Dietary Patterns and the Risk of Acute Myocardial Infarction in 52 Countries. Results of the INTERHEART Study

Romaina Iqbal PhD, Sonia Anand MD, Stephanie Ounpuu PhD, Shofiqul Islam MSc, Xiaohe Zhang MSc, Sumathy Rangarajan MSc, Jephat Chifamba DPhil, Ali Al-Hinai MD, Matyas Keltai MD, Salim Yusuf DPhil*, on behalf of the INTERHEART Study Investigators

From the Population Health Research Institute (R.I., S.A., S.O., S.I., X.Z., S.R., S.Y.), Michael DeGroote School of Medicine, McMaster University and Hamilton Health Sciences, Hamilton, Ontario, Canada; Department of Community Health Sciences and Medicine (R.I.), The Aga Khan University, Karachi, Pakistan; Boehringer Ingelheim (S.O.), Burlington, Ontario, Canada; University of Zimbabwe (J.C.), Mount Pleasant, Harare, Zimbabwe; Sultan Qaboos University (A.A.-H.), Muscat, Oman; and Hungarian Institute of Cardiology (M.K.), Budapest, Hungary.

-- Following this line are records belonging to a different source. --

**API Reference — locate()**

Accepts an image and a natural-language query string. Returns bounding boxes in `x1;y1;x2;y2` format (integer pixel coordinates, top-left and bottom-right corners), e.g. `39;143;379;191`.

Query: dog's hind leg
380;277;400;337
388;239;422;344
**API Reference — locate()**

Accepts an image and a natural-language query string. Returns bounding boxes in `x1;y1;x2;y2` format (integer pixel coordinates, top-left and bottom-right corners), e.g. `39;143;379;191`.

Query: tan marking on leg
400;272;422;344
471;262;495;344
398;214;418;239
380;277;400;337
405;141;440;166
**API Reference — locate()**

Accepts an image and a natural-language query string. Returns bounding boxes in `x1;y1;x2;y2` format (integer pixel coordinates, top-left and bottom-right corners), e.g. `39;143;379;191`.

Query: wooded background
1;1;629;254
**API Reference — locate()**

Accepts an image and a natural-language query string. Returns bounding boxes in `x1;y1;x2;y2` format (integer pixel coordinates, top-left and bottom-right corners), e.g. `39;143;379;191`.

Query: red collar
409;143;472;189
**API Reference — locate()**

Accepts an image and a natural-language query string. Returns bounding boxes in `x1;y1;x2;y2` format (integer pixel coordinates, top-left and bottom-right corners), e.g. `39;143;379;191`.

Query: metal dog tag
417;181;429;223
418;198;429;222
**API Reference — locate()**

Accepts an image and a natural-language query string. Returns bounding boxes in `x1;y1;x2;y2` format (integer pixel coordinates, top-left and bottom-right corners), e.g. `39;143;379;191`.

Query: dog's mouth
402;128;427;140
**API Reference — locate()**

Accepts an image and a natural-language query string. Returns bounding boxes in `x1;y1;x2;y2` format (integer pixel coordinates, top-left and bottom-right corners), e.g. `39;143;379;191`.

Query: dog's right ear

* To whom correspondence should be addressed. E-mail: yusufs{at}mcmaster.ca.

Background—Diet is a major modifiable risk factor for cardiovascular disease, but it varies markedly in different regions of the world. The objectives of the present study were to assess the association between dietary patterns and acute myocardial infarction (AMI) globally.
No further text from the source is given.